I suggest building Bash from the git devel branch and using typeset -n
like most other sane shells with arrays do. All other solutions involving functions and arrays require either eval
or exploiting quirky undocumented behaviours. Both require about equal care and there isn't necessarily an advantage to one over the other.

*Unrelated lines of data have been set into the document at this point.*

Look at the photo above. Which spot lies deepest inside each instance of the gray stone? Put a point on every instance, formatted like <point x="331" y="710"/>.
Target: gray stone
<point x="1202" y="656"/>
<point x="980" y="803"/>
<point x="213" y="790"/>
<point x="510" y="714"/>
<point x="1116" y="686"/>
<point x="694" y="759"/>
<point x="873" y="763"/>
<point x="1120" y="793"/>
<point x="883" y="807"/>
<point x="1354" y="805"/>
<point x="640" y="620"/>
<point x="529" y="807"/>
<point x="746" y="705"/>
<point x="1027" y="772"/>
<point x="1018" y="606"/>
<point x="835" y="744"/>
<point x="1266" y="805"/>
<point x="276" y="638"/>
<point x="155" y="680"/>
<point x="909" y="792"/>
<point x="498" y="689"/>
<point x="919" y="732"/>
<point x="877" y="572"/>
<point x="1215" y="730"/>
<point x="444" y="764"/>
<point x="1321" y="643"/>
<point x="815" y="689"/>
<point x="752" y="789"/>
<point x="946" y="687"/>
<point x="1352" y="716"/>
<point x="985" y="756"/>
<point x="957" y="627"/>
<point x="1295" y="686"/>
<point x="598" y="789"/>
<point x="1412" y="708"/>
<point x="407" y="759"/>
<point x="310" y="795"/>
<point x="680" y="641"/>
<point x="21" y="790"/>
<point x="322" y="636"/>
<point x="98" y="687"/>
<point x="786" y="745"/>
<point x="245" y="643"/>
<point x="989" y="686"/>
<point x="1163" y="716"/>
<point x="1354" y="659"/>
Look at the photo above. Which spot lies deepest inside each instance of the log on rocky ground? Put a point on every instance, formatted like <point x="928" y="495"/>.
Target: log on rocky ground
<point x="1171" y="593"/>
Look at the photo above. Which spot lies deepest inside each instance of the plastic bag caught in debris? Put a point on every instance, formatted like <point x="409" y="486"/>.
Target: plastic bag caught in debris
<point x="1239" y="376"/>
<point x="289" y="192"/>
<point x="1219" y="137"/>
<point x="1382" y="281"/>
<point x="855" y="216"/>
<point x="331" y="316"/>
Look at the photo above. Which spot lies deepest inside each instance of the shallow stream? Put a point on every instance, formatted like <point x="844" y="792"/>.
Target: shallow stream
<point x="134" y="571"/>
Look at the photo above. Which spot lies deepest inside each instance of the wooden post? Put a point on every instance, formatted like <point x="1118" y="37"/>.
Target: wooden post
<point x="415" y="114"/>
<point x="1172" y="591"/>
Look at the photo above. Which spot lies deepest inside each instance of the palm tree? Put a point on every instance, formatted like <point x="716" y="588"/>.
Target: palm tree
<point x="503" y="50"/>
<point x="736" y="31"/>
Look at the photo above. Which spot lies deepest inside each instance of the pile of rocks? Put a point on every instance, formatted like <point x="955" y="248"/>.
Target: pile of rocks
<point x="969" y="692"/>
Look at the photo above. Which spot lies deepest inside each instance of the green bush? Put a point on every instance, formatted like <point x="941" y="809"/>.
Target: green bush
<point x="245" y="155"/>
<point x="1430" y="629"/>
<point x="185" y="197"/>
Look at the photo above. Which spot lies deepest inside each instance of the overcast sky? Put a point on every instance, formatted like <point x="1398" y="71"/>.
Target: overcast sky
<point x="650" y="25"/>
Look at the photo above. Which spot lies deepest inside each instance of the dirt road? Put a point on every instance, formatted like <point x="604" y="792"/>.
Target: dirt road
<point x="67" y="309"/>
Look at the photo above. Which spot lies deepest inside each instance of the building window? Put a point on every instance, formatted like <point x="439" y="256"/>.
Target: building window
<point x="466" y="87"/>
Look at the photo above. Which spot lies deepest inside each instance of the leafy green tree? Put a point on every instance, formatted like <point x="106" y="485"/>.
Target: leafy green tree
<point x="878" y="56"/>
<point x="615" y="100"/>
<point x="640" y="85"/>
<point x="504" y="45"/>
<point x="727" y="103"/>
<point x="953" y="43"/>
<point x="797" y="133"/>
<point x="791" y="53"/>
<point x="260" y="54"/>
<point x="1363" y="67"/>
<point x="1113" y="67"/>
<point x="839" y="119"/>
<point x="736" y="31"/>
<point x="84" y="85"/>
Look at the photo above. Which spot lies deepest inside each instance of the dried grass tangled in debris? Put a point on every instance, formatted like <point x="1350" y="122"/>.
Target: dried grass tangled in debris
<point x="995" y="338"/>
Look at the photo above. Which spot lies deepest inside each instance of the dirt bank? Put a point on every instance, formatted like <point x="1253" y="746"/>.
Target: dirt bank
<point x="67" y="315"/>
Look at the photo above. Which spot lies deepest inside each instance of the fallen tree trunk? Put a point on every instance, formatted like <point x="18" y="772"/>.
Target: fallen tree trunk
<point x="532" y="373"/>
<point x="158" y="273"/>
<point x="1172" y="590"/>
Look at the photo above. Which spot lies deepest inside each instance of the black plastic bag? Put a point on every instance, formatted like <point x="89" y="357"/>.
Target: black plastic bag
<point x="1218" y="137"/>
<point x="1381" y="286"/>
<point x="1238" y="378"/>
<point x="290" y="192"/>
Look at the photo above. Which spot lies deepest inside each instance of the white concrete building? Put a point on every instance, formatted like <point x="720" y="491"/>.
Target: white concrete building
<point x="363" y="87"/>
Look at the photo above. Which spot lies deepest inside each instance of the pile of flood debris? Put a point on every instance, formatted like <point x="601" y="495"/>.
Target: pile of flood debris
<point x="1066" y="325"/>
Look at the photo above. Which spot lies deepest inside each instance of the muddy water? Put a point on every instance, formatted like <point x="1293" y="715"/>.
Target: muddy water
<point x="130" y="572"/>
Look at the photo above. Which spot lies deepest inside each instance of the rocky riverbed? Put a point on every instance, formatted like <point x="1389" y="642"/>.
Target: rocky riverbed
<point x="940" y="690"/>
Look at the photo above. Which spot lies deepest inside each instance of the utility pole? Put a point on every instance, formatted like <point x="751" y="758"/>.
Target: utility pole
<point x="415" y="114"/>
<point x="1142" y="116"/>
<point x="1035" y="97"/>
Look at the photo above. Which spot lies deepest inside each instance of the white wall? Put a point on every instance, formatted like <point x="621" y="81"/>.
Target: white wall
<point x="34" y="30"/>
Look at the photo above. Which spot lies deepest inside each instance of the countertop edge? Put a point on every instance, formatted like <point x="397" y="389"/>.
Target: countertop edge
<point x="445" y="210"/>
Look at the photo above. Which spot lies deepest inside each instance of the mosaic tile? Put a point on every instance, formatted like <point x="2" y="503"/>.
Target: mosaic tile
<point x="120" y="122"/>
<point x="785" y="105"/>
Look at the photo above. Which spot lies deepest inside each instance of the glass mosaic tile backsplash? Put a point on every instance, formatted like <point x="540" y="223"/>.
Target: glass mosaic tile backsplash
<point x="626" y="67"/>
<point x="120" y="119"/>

Here is a general example which demonstrates just about everything you can do indirectly without eval. Namespace collisions are still possible.
isSubset() {
local -a 'xkeys=("${!'"$1"'[@]}")' 'ykeys=("${!'"$2"'[@]}")'
set -- "${@/%/[key]}"
(( ${#xkeys[@]} <= ${#ykeys[@]} )) || return 1
local key
for key in "${xkeys[@]}"; do
[[ ${!2+_} && ${!1} == "${!2}" ]] || return 1
done
}
a=(abc def [4]=ghi jkl)
b=(abc def [4]=ghi jkl)
c=(abc [3]=def [6]=ghi xyz)
isSubset a b
echo $? # 0
isSubset b c
echo $? # 1
This is really eval
in disguise in some respects. Most people are unaware that they are effectively performing eval any time they pass variable names to builtins and arithmetic expressions. You have to always ensure that variable names and indexes are controlled internally and never influenced by user input or other side-effects that you can't guarantee the results of.
Judging by your misuse of wordsplitting and quoting, you should probably just switch to a different language. Bash isn't really meant to deal with safe encapsulation.